Cybersecurity was the third-largest asset gathering theme for the first nine months of 2022, while cloud computing was the WORST, in terms of having the most outflows, for that same period. It tells us that specific types of SaaS have been preferred to the broader cloud computing concept that looks at many distinct types of solutions, with cybersecurity one among many.

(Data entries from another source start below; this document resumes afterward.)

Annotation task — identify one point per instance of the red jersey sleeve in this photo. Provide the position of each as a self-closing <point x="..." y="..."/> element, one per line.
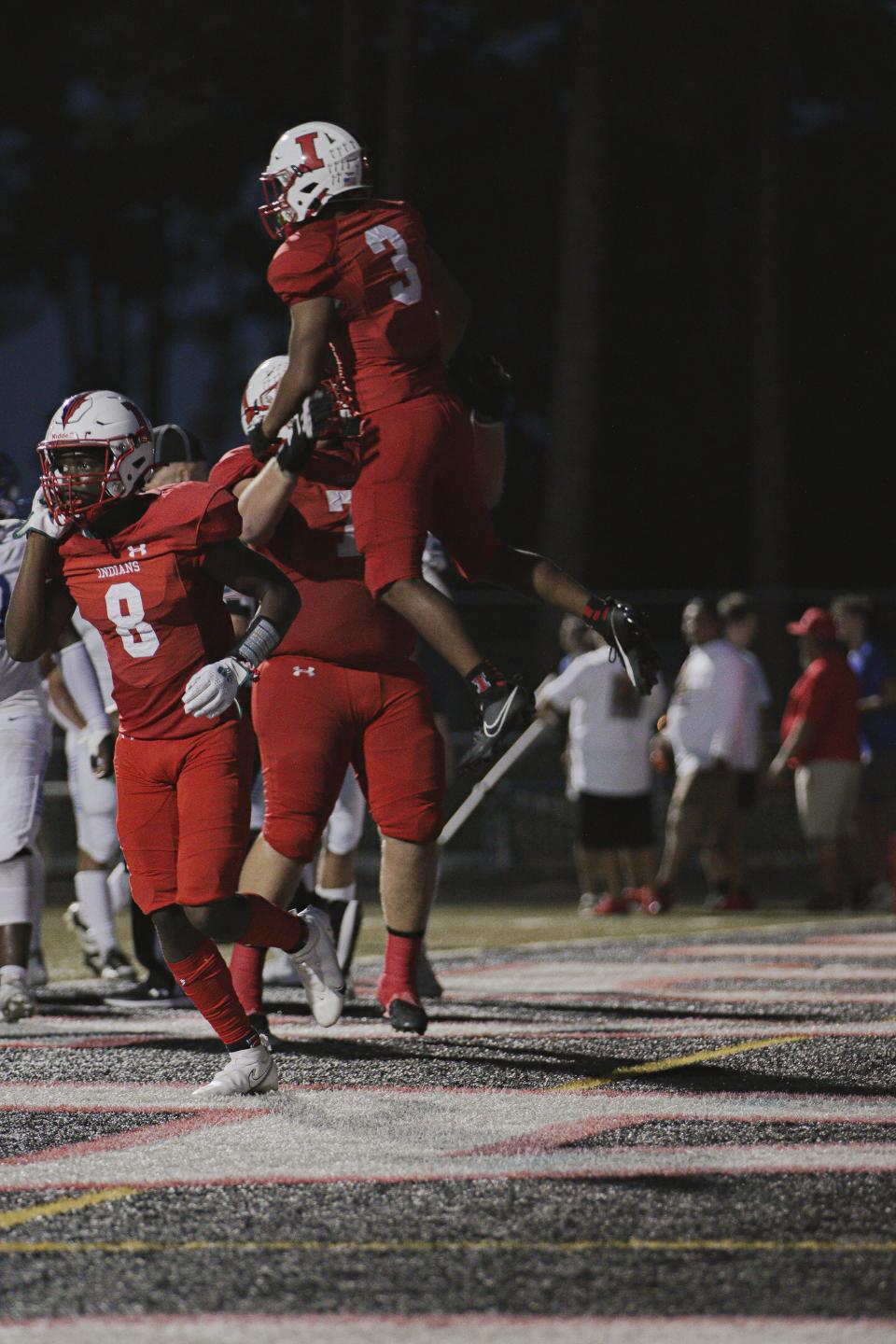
<point x="305" y="265"/>
<point x="235" y="467"/>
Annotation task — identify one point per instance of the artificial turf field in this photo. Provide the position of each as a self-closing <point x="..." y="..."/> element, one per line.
<point x="676" y="1135"/>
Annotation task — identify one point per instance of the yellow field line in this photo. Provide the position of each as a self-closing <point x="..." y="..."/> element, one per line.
<point x="64" y="1206"/>
<point x="699" y="1057"/>
<point x="633" y="1243"/>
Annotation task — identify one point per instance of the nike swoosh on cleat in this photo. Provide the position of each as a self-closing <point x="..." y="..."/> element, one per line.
<point x="493" y="729"/>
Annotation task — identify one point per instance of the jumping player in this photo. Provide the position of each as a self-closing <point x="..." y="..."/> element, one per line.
<point x="148" y="571"/>
<point x="340" y="690"/>
<point x="357" y="273"/>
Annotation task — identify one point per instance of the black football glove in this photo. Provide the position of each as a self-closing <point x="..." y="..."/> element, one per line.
<point x="260" y="445"/>
<point x="308" y="424"/>
<point x="480" y="381"/>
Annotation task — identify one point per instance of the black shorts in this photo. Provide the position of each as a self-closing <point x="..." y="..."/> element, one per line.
<point x="606" y="821"/>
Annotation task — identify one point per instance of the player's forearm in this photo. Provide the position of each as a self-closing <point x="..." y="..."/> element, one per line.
<point x="263" y="503"/>
<point x="31" y="626"/>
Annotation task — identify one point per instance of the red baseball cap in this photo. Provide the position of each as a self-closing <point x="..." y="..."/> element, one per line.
<point x="814" y="622"/>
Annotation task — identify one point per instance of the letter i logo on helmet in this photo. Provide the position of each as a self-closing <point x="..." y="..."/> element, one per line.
<point x="309" y="165"/>
<point x="97" y="449"/>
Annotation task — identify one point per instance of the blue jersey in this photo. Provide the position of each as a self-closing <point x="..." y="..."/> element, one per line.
<point x="872" y="666"/>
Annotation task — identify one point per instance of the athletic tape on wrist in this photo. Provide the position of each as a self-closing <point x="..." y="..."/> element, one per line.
<point x="259" y="643"/>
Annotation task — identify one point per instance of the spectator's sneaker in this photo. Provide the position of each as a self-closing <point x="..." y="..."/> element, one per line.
<point x="608" y="904"/>
<point x="402" y="1007"/>
<point x="504" y="708"/>
<point x="36" y="976"/>
<point x="723" y="901"/>
<point x="623" y="629"/>
<point x="15" y="996"/>
<point x="152" y="992"/>
<point x="653" y="901"/>
<point x="318" y="969"/>
<point x="246" y="1071"/>
<point x="278" y="969"/>
<point x="115" y="965"/>
<point x="427" y="983"/>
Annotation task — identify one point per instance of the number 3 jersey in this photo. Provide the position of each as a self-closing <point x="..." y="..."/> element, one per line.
<point x="373" y="262"/>
<point x="160" y="613"/>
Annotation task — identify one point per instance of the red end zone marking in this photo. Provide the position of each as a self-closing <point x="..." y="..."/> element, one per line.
<point x="132" y="1139"/>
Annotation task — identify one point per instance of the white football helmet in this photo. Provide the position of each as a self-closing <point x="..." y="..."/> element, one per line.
<point x="260" y="391"/>
<point x="309" y="165"/>
<point x="104" y="421"/>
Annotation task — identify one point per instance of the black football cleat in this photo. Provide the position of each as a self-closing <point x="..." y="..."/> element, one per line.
<point x="623" y="628"/>
<point x="504" y="711"/>
<point x="407" y="1016"/>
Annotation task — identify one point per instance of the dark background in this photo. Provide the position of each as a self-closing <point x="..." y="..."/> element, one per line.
<point x="676" y="220"/>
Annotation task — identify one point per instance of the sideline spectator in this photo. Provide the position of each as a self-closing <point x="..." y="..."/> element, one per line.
<point x="819" y="744"/>
<point x="704" y="729"/>
<point x="853" y="620"/>
<point x="725" y="866"/>
<point x="610" y="729"/>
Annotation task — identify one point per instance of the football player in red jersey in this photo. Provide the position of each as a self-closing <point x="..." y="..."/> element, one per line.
<point x="148" y="570"/>
<point x="340" y="690"/>
<point x="357" y="273"/>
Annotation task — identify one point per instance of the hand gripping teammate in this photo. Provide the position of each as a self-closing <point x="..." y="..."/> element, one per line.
<point x="148" y="571"/>
<point x="340" y="691"/>
<point x="357" y="273"/>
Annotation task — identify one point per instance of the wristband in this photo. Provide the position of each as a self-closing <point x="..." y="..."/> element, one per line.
<point x="259" y="643"/>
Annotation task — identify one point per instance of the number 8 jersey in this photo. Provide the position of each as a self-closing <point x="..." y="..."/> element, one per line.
<point x="375" y="263"/>
<point x="160" y="614"/>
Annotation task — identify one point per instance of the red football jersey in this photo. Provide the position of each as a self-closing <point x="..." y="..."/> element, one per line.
<point x="159" y="611"/>
<point x="315" y="546"/>
<point x="385" y="330"/>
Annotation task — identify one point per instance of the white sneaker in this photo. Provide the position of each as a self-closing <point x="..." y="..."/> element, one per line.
<point x="246" y="1071"/>
<point x="15" y="998"/>
<point x="318" y="969"/>
<point x="278" y="969"/>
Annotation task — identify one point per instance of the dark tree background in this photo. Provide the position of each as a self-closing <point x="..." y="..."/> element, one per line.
<point x="676" y="222"/>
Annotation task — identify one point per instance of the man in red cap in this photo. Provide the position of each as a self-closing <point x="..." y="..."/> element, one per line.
<point x="819" y="744"/>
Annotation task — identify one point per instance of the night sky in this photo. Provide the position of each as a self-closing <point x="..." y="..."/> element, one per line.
<point x="132" y="257"/>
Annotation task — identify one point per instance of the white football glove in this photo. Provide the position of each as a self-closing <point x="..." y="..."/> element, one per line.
<point x="216" y="687"/>
<point x="42" y="521"/>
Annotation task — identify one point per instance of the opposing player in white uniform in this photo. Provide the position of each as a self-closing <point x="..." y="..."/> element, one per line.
<point x="101" y="885"/>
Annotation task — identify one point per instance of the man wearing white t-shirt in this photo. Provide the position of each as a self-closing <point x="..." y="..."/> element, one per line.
<point x="739" y="620"/>
<point x="706" y="732"/>
<point x="610" y="729"/>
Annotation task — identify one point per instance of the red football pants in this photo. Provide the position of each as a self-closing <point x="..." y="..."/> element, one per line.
<point x="183" y="815"/>
<point x="418" y="476"/>
<point x="314" y="720"/>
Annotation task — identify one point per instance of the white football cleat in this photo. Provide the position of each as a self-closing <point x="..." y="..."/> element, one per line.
<point x="245" y="1072"/>
<point x="15" y="998"/>
<point x="278" y="969"/>
<point x="317" y="965"/>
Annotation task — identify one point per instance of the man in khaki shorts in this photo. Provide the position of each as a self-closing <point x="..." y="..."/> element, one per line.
<point x="819" y="744"/>
<point x="704" y="730"/>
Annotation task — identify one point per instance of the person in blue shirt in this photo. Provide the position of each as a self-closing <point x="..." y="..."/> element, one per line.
<point x="853" y="619"/>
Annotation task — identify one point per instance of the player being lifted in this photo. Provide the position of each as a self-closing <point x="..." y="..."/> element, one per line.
<point x="359" y="275"/>
<point x="340" y="690"/>
<point x="148" y="571"/>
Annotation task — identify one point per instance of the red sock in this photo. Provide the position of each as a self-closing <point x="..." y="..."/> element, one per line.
<point x="399" y="968"/>
<point x="269" y="926"/>
<point x="205" y="980"/>
<point x="246" y="972"/>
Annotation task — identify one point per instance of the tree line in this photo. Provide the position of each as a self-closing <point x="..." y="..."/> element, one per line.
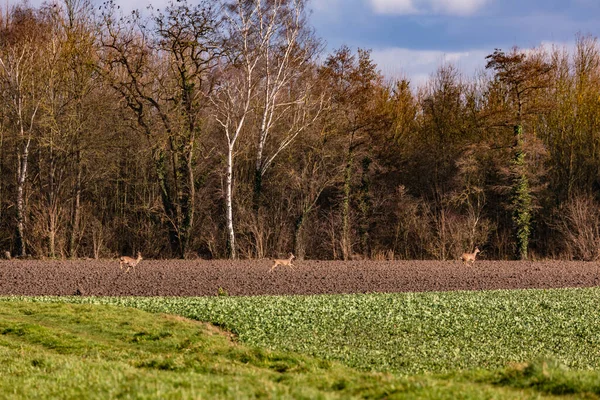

Attacks and Incidents Have Not Let Up

In 2021, the Colonial Pipeline ransomware attack had a big impact on the eastern United States. Hospitals have been another significant target over the course of the pandemic period. CommonSpirit Health, a hospital operator, disclosed an attack in October 2022². 

The Federal Bureau of Investigation (FBI) responds to many cybersecurity attacks. Their Internet Crime Complaint Centre indicated it received a record 847,376 complaints during 2021, and the estimated potential losses could be in excess of $6.9 billion.³ 

Chief Information Security Officers (CIOs) Say They Will Increase Spending

Gartner, a consulting firm, publishes significant surveys on information technology topics. In mid-October 2022, they released some conclusions from a survey of 2,200 respondents—their annual CIO survey. Of these respondents, 66% said they planned to increase their investment in cybersecurity.⁴

In fact, increasing investment in cybersecurity beat the topic of increasing investment in ‘business intelligence and analytics,’ where 55% of the respondents said they would be increasing their investments.⁵ 

Gartner estimates that the total market size for information security and risk-management spending will be more than $188 billion in 2023, which would represent a greater than 11% increase relative to the current year.⁶ 

How Much of the Budget Goes to Cyber?

This is a difficult question to answer, and it’s always best if you can hear it directly from CIOs so that you see how they are addressing the challenges they face. The CIO of Kellogg Co., a packaged food manufacturer, indicated that safety and security represent about 15% of total corporate information and technology spend.⁷ 

Kellogg’s 15% of the IT spend is probably at the higher end of the spectrum of large companies, but it very much depends on the industry under discussion. Financial services companies tend to make big investments in cybersecurity, whereas we wish that utilities and essential infrastructure companies would spend more.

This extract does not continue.